OCC Will Still Affect You
Here’s a piece of advice – the regulators follow one another for best practices and ideas just like your financial institution watches its peers. Truly, they do. We all keep up with best practices and common pitfalls – so why wouldn’t you expect the regulatory authorities to do so?
How do I know?
Here's a few examples from personal experience:
1. In most of my presentations, I end with an appendix of relevant third party guidance that includes many of the different regulators – I first saw the slides, which I’ve updated numerous times over the years, in an FDIC presentation.

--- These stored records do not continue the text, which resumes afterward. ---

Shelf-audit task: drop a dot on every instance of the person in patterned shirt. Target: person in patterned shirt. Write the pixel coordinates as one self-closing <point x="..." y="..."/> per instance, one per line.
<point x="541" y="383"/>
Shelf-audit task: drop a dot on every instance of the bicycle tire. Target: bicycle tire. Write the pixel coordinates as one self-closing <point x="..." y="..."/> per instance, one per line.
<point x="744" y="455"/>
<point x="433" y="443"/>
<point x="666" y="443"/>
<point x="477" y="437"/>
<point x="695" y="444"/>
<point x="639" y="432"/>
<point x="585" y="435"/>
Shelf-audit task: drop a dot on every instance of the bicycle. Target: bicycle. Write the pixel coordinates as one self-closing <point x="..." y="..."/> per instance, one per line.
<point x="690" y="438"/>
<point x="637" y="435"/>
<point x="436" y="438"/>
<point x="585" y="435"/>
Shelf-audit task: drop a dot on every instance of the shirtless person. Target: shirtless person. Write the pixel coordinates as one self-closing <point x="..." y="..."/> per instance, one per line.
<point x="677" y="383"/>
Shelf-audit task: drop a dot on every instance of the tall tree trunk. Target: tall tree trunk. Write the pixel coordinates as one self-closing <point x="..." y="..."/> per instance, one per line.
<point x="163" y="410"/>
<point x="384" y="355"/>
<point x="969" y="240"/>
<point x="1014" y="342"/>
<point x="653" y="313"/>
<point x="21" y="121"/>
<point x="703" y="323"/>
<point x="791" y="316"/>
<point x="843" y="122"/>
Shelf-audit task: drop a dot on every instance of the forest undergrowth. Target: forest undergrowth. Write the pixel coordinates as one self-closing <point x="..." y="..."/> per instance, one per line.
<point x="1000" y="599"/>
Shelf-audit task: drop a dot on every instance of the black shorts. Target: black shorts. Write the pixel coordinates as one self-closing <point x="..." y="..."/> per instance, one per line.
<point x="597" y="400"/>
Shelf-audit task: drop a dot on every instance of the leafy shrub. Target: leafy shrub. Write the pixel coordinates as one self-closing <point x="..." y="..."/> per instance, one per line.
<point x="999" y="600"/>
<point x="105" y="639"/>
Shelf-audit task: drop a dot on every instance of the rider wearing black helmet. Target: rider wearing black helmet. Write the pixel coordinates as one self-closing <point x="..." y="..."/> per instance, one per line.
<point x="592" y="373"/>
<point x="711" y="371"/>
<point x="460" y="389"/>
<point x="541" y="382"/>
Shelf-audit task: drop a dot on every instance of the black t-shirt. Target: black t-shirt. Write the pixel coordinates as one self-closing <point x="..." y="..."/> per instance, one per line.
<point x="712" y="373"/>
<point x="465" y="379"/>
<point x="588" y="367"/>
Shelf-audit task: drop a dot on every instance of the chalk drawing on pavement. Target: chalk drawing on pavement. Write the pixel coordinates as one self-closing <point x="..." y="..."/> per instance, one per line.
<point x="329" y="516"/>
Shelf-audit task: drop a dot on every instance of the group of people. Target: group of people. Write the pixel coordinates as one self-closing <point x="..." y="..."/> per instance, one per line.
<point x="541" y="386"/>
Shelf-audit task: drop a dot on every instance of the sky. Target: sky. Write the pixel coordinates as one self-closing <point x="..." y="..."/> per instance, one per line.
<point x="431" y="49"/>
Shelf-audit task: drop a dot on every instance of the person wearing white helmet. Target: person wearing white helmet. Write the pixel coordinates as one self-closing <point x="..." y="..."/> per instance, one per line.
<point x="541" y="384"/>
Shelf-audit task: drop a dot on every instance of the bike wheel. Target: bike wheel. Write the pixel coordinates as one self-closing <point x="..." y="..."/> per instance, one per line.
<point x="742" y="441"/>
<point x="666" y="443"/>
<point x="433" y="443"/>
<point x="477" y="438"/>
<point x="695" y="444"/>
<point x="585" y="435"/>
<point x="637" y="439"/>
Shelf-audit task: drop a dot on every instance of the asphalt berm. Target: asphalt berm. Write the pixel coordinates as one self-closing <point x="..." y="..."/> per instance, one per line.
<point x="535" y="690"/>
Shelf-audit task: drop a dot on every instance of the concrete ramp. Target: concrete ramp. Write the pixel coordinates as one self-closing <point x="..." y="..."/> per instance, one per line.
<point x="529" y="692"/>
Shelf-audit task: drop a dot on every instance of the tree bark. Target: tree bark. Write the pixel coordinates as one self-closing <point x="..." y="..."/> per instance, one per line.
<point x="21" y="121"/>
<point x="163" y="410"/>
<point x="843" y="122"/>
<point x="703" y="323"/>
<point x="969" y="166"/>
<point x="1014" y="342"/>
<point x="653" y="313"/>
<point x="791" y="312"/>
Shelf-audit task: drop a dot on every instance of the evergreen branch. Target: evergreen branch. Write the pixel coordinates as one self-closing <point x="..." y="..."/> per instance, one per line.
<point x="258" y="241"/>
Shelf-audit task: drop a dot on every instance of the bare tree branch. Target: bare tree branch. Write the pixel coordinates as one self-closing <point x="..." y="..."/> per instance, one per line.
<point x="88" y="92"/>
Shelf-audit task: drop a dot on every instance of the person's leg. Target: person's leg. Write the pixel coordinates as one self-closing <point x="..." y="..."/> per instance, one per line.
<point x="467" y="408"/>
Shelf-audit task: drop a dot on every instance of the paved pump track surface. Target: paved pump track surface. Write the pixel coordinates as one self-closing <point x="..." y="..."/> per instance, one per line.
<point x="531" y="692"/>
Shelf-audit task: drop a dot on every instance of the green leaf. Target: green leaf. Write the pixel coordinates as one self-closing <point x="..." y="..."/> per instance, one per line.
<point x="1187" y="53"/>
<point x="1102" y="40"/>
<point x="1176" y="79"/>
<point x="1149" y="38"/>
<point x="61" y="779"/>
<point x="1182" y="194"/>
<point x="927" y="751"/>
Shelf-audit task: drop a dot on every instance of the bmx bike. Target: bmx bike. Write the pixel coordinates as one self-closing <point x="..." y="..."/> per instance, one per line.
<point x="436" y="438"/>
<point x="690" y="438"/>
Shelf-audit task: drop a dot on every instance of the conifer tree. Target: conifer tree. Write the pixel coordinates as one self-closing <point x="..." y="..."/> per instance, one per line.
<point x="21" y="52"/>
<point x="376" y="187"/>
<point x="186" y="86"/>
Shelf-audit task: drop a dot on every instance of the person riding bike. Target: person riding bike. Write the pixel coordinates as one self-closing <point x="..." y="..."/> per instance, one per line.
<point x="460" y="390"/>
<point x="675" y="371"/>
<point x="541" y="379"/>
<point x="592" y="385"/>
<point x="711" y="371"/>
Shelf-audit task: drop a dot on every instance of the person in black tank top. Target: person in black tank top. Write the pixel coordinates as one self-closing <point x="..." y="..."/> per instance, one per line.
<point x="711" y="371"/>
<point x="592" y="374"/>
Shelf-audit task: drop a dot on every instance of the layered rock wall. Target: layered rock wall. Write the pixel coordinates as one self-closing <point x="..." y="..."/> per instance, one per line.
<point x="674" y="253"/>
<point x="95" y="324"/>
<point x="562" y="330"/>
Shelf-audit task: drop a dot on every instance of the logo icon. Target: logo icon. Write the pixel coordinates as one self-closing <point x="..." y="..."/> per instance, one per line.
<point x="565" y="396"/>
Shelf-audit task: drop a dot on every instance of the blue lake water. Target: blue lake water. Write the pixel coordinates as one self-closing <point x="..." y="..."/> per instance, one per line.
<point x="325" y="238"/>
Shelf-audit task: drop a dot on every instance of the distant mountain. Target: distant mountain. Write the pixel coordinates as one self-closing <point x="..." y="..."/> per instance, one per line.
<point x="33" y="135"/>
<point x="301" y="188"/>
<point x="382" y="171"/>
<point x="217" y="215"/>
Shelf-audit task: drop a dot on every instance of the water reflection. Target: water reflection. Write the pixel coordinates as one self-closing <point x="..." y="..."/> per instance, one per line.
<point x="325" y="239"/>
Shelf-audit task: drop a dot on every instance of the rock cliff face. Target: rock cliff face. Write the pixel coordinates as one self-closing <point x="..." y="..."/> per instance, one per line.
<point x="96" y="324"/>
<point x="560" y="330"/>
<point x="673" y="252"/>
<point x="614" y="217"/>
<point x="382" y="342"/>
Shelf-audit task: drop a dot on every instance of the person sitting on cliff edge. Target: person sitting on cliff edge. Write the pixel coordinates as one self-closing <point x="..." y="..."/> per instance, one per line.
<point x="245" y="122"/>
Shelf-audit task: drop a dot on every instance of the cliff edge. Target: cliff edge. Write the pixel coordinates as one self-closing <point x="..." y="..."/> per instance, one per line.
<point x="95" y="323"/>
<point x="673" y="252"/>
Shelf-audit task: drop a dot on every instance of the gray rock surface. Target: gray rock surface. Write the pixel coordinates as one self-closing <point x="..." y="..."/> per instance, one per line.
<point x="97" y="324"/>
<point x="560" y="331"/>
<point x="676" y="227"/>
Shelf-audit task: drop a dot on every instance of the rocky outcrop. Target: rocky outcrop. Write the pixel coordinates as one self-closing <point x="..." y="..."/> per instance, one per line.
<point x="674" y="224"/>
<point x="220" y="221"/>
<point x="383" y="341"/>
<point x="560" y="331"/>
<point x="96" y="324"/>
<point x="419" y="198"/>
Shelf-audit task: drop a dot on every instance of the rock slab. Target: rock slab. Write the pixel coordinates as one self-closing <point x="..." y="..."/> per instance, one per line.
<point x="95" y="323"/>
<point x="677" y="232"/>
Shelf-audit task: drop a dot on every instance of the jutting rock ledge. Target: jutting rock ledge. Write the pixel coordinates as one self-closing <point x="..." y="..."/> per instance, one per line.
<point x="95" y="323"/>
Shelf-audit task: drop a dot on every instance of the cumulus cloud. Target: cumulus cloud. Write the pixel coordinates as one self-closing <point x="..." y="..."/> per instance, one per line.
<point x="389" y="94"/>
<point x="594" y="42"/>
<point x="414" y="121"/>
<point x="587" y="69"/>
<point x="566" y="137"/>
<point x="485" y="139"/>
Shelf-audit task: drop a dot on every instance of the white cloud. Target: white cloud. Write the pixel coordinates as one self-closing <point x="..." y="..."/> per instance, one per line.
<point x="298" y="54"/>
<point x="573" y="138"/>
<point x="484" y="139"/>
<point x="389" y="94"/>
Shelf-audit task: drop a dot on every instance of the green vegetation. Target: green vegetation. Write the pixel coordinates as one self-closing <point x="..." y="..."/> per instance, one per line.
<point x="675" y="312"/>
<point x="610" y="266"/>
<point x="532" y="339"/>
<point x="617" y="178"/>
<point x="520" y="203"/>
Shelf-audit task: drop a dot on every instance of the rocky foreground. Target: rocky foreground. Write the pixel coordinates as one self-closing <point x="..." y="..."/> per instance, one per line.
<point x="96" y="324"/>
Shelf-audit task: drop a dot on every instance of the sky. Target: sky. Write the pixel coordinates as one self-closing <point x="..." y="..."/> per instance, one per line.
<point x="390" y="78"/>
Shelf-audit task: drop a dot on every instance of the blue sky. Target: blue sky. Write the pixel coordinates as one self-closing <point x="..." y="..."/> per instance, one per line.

2. When the guidance that is generally considered the gold standard for third party risk management came out – OCC Bulletin 2013-29 – it generated a lot of buzz among my regulator friends at the FDIC.
3. At the ABA Risk Management Conference in San Diego in the summer of 2016, I saw the well known “lifecycle” diagram from Bulletin 2013-29 in two different presentations, yet neither of the people who put that slide up were from an OCC regulated institution or the OCC.
4. OCC Bulletin 2017-7 has generated a lot of buzz in the industry. That's because...effectively, it takes the requirements laid out in OCC Bulletin 2013-29 and codifies them into supplemental examination procedures. These procedures will help everyone.
Listening to ALL Regulators Will Save You
Keeping tabs on the best ideas is always a good move – if you know your program is good enough to pass the most stringent guidance, you know your institution will be safe. And, bonus - you’ll be surpassing your examiners’ expectations ...hopefully. It'll create some strategic advantages for you.